Fachin mantém cúpula da PF e tira Moraes da relatoria do inquérito das fake news
Presidente do STF suspendeu decisões de André Mendonça e Flávio Dino e virou “Fraquin” nas redes sociais

Brasília (DF) – O presidente do Supremo Tribunal Federal (STF), Edson Fachin, suspendeu nesta quarta-feira (9) os afastamentos do diretor-geral da Polícia Federal (PF), Andrei Rodrigues, e do diretor de Inteligência, Leandro Almada. No mesmo dia, também retirou Alexandre de Moraes da relatoria do inquérito das fake news.

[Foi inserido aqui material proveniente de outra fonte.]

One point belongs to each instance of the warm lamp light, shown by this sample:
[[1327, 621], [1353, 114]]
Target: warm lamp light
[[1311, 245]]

Fachin mantém cúpula da PF
Andrei Rodrigues e Leandro Almada haviam sido afastados na terça-feira (8) por decisão de André Mendonça. Flávio Dino, como um raio, determinou já na quarta-feira a reintegração dos dois. Mais tarde, o presidente do STF suspendeu as decisões de Mendonça e de Dino.
Na prática, Andrei e Almada seguem nos cargos por força da decisão de Fachin, que atendeu a pedido da Advocacia-Geral da União (AGU).
Moraes perde relatoria
Horas depois, Fachin retirou Alexandre de Moraes da relatoria do interminável inquérito das fake news, aberto em 2019. Contudo, as decisões já tomadas por Moraes foram preservadas.
Fachin também retirou do inquérito a investigação relacionada a André Mendonça. O material foi encaminhado à Presidência do STF.
Mensagens de Daniel Vorcaro
A crise no STF ocorre após a divulgação de mensagens encontradas no celular do banqueiro Daniel Vorcaro, do Banco Master. O material faz referências a Andrei Rodrigues, Alexandre de Moraes e ao procurador-geral da República, Paulo Gonet.
As conversas apontam proximidade entre Vorcaro e Moraes. Também incluem referência a um contrato de cerca de R$ 131 milhões entre o Banco Master e o escritório de Viviane Barci de Moraes, esposa do ministro.
“Fraquin”
Nas redes sociais, alguns usuários e políticos passaram a chamar Edson Fachin de “Fraquin”, em referência à demora e à postura adotada diante do racha no STF. O termo chegou a aparecer entre os assuntos monitorados nas redes nesta quarta-feira.